Thursday, March 27, 2008

Installments of Reworked Segments of an Essay on 1 Corinthians 9:27 (1)

On Easter Morning I completed and submitted a requested essay on 1 Corinthians 9:27. The request came because of my part in writing The Race Set Before Us. I intend to offer a few blog installments that derive from my essay. I have not yet determined how many installments there will post. Eventually, I may have opportunity to post a link to the essay. We shall see.

The passage I address in my essay is 1 Corinthians 9:23-27. I connect verse 23 with verses 24-27 in order to preserve the coherence of Paul’s concern with spiritually benefitting from the gospel he preaches.

And I do all things on account of the gospel, in order that I might be a fellow partaker of it. Don’t you know that those who run in a race all run, but one receives the prize. Run in such a manner that you might win. And everyone who competes in the arena engages in rigorous self-discipline in all things. Therefore they do it to receive a perishable wreath, but we do it for an imperishable one. Therefore, I run in such a manner as not to be aimless; I box in such a manner as not to punch the air; but I punish my body and enslave it, lest after I have preached to others, I myself should be a reprobate (1 Cor 9:23-27).

Interpretations of the passage diverge in two opposite but shortsighted directions based upon a preemptive question that biases responses. Does Paul fear that he might not persevere in salvation but perish and be lost in perdition in the end? This question dominates discussions of the passage, whether the response given is affirmative or negative. Interpretations focus upon the meaning and use of adokimos (ἀδόκιμος) in 9:27. Does adokimos refer to eternal perishing? If so, how? If not, then to what does it refer?
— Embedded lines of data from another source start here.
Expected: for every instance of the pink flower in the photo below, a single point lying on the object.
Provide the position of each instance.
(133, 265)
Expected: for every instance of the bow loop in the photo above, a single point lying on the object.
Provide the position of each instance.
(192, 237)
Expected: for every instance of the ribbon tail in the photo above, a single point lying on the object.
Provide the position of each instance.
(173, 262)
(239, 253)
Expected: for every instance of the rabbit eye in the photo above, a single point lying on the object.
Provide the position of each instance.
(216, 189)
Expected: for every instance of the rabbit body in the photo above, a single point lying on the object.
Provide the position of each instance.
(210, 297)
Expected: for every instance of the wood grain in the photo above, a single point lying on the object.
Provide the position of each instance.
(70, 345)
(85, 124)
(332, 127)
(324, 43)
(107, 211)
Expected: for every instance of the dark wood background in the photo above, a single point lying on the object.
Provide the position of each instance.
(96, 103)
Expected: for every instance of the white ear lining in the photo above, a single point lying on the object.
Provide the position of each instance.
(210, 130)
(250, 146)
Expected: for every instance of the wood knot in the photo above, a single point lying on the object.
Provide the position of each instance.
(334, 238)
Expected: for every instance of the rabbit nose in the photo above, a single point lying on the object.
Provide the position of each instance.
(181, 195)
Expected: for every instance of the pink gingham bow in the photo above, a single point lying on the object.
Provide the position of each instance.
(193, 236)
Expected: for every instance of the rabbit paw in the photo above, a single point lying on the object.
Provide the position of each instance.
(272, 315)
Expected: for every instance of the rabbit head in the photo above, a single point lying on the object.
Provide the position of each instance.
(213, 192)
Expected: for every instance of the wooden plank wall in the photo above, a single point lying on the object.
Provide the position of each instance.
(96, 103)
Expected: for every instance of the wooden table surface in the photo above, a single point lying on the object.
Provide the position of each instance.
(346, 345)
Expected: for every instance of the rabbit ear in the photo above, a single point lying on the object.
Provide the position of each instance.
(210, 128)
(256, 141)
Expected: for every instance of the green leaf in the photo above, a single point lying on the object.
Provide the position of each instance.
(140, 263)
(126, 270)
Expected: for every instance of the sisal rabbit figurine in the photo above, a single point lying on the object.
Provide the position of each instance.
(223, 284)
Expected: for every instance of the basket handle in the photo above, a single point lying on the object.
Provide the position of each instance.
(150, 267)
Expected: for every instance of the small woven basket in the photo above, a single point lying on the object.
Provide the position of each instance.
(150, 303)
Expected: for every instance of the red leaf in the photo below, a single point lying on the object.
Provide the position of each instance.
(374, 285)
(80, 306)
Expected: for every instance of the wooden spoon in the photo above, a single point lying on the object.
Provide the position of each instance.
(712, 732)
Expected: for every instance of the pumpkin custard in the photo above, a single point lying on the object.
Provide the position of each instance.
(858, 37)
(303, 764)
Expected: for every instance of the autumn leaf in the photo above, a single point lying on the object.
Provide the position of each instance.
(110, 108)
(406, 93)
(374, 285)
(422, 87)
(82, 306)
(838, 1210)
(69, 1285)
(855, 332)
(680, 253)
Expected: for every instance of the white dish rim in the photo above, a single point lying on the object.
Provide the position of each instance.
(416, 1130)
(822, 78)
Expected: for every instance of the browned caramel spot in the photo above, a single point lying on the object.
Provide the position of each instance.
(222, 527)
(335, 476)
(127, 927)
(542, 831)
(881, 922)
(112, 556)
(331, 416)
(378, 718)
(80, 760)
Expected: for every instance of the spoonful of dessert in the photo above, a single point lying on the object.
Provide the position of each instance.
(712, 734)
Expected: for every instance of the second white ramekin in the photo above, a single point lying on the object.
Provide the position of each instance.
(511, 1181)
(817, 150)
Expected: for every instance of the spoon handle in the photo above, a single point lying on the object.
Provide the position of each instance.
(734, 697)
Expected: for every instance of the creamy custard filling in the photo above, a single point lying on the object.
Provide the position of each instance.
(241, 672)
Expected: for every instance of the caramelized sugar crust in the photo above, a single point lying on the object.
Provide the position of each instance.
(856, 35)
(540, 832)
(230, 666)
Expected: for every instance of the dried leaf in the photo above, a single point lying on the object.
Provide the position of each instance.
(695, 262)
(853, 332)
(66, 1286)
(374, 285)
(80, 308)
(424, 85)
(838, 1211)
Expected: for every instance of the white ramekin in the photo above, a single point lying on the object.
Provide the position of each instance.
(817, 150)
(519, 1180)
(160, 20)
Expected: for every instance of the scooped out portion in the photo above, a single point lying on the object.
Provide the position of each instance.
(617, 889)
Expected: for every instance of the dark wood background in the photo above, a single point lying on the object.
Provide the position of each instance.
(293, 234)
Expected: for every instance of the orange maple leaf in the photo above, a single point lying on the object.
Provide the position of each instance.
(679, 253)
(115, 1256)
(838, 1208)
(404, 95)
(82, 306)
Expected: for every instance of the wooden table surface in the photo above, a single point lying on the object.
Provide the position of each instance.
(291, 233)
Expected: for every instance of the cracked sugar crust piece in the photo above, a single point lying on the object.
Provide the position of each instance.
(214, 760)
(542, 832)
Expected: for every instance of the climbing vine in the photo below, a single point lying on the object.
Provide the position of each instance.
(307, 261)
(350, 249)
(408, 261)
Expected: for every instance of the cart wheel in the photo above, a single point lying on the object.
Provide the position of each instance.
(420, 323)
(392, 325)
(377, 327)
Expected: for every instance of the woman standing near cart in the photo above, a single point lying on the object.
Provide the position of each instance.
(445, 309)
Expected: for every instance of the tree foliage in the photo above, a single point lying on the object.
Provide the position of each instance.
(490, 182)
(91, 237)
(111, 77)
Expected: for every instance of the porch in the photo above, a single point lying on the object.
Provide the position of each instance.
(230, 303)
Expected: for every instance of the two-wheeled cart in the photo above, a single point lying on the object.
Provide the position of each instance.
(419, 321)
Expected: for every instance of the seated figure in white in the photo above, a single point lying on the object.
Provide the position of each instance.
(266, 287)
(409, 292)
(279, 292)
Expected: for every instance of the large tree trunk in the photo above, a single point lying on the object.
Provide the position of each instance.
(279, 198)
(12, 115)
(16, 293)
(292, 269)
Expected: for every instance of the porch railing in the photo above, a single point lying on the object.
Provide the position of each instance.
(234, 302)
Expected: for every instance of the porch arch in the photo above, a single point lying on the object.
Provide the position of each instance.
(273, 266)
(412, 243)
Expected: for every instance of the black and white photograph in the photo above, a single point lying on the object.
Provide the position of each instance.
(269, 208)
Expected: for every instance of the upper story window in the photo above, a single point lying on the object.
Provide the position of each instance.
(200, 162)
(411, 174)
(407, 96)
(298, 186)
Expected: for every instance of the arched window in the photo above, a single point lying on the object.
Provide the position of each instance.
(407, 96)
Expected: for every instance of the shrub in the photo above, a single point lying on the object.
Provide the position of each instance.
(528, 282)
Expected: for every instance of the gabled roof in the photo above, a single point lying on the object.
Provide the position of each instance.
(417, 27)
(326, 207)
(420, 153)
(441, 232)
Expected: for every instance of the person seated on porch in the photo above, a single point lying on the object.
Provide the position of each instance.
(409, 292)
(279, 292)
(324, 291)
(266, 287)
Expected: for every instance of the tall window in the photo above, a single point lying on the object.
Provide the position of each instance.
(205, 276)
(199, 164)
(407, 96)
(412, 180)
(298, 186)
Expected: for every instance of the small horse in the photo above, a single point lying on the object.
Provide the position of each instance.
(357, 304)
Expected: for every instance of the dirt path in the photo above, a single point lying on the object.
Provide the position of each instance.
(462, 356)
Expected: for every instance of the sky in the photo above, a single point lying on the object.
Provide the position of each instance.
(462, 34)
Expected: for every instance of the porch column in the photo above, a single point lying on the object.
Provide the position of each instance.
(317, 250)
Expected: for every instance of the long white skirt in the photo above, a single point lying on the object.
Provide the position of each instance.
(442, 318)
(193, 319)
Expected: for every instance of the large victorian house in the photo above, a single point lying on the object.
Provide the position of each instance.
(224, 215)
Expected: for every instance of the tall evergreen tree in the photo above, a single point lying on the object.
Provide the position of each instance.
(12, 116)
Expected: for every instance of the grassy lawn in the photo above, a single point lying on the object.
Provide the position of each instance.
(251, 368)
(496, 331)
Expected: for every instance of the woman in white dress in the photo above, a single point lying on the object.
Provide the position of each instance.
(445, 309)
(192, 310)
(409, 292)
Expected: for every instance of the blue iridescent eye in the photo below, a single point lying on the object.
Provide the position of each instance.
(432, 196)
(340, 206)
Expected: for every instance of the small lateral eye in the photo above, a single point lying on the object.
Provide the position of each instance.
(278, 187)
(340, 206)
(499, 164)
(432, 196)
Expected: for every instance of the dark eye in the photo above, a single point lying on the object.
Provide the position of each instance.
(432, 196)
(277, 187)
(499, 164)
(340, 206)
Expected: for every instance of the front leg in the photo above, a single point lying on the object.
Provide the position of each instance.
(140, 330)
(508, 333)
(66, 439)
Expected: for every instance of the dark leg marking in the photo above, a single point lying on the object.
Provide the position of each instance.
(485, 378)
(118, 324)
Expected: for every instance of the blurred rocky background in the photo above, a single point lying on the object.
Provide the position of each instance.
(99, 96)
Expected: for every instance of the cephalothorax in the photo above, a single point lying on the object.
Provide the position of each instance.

Expositors who answer with the negative tend to fasten upon another question: Is Paul simply afraid that he might lose a reward that has nothing to do with salvation itself?

A more basic and more foundational question needs to be posed and answered. This question tends to get pushed aside and ignored in favor of the simplistic and reductionistic question that dominates. The question that we should ask concerning Paul’s passage is: What is the function that Paul assigns his athletic imagery in 1 Corinthians 9:23-27? This is the question that guided the exegetical and theological work that Tom Schreiner and I did on warnings and admonitions in The Race Set Before Us. It is the question that should constrain us first before we yield to the popular and simplistic question that I mention above.

Before we pose the fundamental question concerning 1 Corinthians 9:23-27 and offer the interpretation that persuades me that best explains Paul’s passage, however, I will identify other interpretations, that are guided by the popular simplistic question, and I will critically engage them.

Subsequent entries will address the Loss of Eternal Salvation View and then variations on what I call Extra-Salvation Loss Views. Critique of the former will be briefer than that of the latter. I will address three variations on Extra-Salvation Loss Views: (1) Loss of Eternal Rewards View; (2) Loss of Testimony for the Gospel View; and (3) Loss of Divine Approval of Apostleship View.